Offen lies der BGH hingegen, inwieweit in Fällen sportlicher Betätigung das Nichttragen eines Fahrradhelms ein Mitverschulden begründen kann. Ob für Rennradfaher eine generelle Helmpflicht besteht, ist damit weiterhin offen.

(BGH Urt. v. 17.04.2014 – VI ZR 281/13)

Weiterlesen

Nichttragen eines Fahrradhelms – Teil II (OLG Celle)

Ein Fahrradfahrer muss sich nur in Ausnahmefällen, nämlich dann wenn er sich als “sportlich ambitionierter Fahrer” auch außerhalb von Rennsportveranstaltungen besonderen Risiken aussetzt ein Mitverschulden wegen Nichttragens eines Fahrradhelms anrechnen lassen. Das OLG Celle entschied in seinem Urteil vom 12.02.2014, entgegen der Auffassung des OLG Schleswig, dass dem Radfahrer an der Entsteheung der unfallbedingt eingetretenen Verletzungen wegen Nichttragens eines Fahrradhelms kein Mitverschulden nach § 254 BGB anzulasten ist.
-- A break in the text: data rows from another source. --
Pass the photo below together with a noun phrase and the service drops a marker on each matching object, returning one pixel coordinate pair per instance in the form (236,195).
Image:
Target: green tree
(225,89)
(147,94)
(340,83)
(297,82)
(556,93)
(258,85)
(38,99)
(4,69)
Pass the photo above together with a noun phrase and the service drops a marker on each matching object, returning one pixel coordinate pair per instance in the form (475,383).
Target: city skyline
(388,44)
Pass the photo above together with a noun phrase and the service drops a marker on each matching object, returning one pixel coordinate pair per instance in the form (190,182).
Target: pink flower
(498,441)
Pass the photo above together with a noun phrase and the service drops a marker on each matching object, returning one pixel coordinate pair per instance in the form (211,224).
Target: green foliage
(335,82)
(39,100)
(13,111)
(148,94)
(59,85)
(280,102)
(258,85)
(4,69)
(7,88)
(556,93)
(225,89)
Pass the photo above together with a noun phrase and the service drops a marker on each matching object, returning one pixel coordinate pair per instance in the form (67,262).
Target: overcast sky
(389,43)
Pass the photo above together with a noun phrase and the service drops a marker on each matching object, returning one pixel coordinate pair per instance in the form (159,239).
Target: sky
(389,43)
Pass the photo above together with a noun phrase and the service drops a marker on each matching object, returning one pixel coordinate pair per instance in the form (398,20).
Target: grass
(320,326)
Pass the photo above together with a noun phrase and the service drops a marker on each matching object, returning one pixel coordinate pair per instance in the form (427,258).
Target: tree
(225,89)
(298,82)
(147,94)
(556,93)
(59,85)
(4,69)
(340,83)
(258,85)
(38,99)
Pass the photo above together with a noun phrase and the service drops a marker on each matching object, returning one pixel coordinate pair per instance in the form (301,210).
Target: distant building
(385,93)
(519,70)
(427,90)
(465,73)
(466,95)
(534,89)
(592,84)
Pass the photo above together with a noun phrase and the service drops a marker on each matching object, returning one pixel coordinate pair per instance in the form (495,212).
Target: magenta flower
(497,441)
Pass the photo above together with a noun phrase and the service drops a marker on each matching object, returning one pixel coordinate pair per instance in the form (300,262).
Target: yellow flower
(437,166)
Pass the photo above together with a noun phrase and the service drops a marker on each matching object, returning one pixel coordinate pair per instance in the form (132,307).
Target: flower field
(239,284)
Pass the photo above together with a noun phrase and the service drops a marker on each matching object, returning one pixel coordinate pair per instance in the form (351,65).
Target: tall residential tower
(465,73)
Eine Obliegenheit zum Tragen des Fahrradhelms besteht jedenfalls dann nicht, wenn der Radfahrer weder zu schnell, noch den Straßenbedingungen unangepasst gefahren ist, sich lediglich auf einer Trainingsfahrt befunden hat und dabei völlig unauffällig gefahren ist. Ein Radfahrer ist nur dann aus Eigenschutzgesichtspunkten gehalten einen Fahrradhelm zu tragen, wenn er sich als sportlich ambitionierter Fahrer auch außerhalb von Rennsportveranstaltungen besonderen Risiken aussetzt. Parallelen zu sportlichen Betätigungen wie Reiten und Skifahren können nicht gezogen werden. Eine gesetzliche Verpflichtung zum Tragen von Fahrradhelmen besteht gerade nicht.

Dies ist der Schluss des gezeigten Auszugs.